All other arguments on the One Rank One Pension (OROP) issue fall by the wayside once put the most important fact on the table. It is that servicemen, retired and serving, have popular opinion with them. Our armed forces are our most loved and respected institution. If you took a vote around the country and the question was whether or not the veterans should be paid what they are asking for, the answer would be a resounding yes. That settles the most important principle of the issue. It also narrows the government's options.
The government now is left with no choice but to implement the OROP promise, whatever the cost, and howsoever disruptive it may now be to others, civilians and paramilitary forces. To hesitate now, or to say the price is too high is a little bit like somebody ordering the best dishes at a restaurant and then, when the bill comes, saying, oh, I never looked at prices on the menu.
The only answer to that is, gentlemen, you should have looked at prices on the menu before ordering. Chances also are that if you then dithered too long, or tried to bargain with the restaurant for a retrospective discount you would be treated rather rudely.
This is precisely what is happening to the NDA government now. Within weeks, the group of Indians that were its strongest — and deeply secular — supporters are now disillusioned and angry. Two of them, an officer and an Other Rank, have started a fast-unto-death. And if an Anna Hazare fasting similarly in the eighth year of the UPA had thrown it completely off-balance, this is precisely what this fast could do to the NDA. This too is taking place in the heart of the capital, is an even more TV friendly event than the last one, and is enormously more popular than Jan Lokpal.
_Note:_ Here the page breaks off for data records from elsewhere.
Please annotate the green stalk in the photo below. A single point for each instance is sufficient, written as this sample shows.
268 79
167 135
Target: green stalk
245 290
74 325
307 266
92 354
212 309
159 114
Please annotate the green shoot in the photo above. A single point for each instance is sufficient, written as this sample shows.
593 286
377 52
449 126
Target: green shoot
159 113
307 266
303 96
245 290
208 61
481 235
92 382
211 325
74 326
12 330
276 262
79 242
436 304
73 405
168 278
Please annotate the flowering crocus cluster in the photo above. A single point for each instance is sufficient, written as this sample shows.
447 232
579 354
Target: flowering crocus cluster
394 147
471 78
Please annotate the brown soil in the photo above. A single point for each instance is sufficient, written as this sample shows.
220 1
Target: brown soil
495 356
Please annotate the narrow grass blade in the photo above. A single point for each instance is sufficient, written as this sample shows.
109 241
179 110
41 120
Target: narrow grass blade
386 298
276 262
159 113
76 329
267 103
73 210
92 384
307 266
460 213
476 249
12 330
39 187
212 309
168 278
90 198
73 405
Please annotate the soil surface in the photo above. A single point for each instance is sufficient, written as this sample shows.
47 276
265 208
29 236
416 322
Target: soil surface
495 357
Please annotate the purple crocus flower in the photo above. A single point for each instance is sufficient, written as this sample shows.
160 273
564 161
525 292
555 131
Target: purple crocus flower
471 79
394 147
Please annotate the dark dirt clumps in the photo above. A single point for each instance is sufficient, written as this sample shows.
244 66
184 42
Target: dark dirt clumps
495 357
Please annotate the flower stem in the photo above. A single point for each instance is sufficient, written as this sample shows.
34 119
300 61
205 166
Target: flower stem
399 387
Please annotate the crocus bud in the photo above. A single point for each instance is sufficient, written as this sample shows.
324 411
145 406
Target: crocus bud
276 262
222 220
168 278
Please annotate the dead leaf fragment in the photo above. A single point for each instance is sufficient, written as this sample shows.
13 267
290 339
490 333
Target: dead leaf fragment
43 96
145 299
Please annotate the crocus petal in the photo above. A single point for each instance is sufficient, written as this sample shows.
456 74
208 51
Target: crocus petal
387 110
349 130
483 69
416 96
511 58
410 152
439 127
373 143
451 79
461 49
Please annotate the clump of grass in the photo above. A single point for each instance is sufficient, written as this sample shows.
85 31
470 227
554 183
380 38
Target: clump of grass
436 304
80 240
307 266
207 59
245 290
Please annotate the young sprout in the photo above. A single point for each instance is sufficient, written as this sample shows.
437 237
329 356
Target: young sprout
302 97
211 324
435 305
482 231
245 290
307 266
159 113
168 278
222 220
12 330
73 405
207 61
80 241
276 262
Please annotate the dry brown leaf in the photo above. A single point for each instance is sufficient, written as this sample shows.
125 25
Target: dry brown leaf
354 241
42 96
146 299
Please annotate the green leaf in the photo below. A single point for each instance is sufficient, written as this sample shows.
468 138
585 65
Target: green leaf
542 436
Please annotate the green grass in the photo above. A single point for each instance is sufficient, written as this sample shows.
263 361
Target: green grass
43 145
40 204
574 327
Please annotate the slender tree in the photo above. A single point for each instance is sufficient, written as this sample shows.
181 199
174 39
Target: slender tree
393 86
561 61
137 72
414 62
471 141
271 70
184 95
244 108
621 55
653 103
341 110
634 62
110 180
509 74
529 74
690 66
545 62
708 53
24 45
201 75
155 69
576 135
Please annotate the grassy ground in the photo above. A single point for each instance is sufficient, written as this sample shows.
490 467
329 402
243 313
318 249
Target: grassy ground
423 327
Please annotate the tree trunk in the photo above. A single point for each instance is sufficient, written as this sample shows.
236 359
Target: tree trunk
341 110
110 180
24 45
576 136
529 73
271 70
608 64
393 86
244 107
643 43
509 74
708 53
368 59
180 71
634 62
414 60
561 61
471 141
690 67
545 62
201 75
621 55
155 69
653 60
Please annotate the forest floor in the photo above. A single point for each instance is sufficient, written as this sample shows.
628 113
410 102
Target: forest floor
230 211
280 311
On paper there can be no argument that two officers, each retiring at the same rank, say that of a Naik or a Brigadier, should get the same pension. On that, it seems the government agrees. But what if one retired after serving one year as a brigadier and the other after five, do they still get the same pension? That is complicated as some sections in ex-servicemen community are hazy on it. These veterans think years of service in the rank do not matter. The government argues it must.
The government argues that pension has to be calculated based on a combination of three key factors: rank at retirement, years served in that rank, and total years in military service. Further, that once pensions are fixed at new levels, these should not be increased as salaries in the same ranks increase year after year, except when reviewed and reset by subsequent pay commissions. There is justification in that argument. But they should have made it much earlier, and not promised the moon.
Let me explain the stickiest point: suppose this new set of pensions linked to ranks is fixed now and a Brigadier or a Naik gets a certain amount, say, retiring on September 1 and, as part of this implementation, you bring all those who retired earlier on the same rank to the equal pension level. What will you do when others retire at the same rank in the following months and years, as lakhs would. Will you then continue to revise the earlier retirees' pensions accordingly, and if so, at what frequency?
Again, there is a point, but nobody has tried explaining these issues to the rank and file. The government would want to freeze the new pensions at the settlement arrived at today, and then have subsequent pay commissions look at future revisions. This isn't acceptable to the veterans.
As if this isn't bad enough, a greater complication arises from the fact that even the ex-servicemen are not like a well-organised trade union with a leadership that represents all, and can negotiate formally on their behalf.
Armed forces personnel are classified with great clarity according to rank. And given how hierarchical they are, there is no surprise that most of the leaders talking to the government are retired senior officers.
Let's move now to the next most important fact. Nobody in the BJP can deny that in the run-up to the elections they politicised Indian soldiers as no other party had done in the past. They painted the UPA government as not just weak, but also callous and not soldier-friendly. In the campaign rhetoric they pushed it further by linking nationalism with an unprecedented new militarism. The basic tone of the BJP election campaign was the most hawkish and militaristic ever in our history. Several senior and recently retired soldiers joined the party on the eve of elections, as did many top officers from other national security organisations, intelligence agencies (including the RAW chief), and the IAS (including the Union home secretary).
The campaign was built on national security issues and the propaganda that the previous government had ignored it and ill-treated those responsible for ensuring it, particularly the armed forces. The armed forces voted heavily for the BJP, the veterans became its most vocal supporters and fellow travellers. But now, with the costs of these promises staring them in the face, BJP leaders are hesitating.
They must conclude this now. There is no need to negotiate further. They are the government. They should decide what they think is fairest and what India can afford to pay its finest citizens. Many will be left unhappy, but every pay commission too leaves many unhappy. The government should then go out and explain the details of the new pension norms to the soldiering community. Waffling is a most disastrous approach. And remember, India voted resoundingly for Narendra Modi because he promised a decisive government.
In the UAE on Monday, Modi complained he had inherited a lazy, slothful, indecisive system and was going to change it. He could begin by taking a decision on the OROP issue and take the consequences on the chin. Delay is now allowing resentment to seep into the ranks of serving soldiers.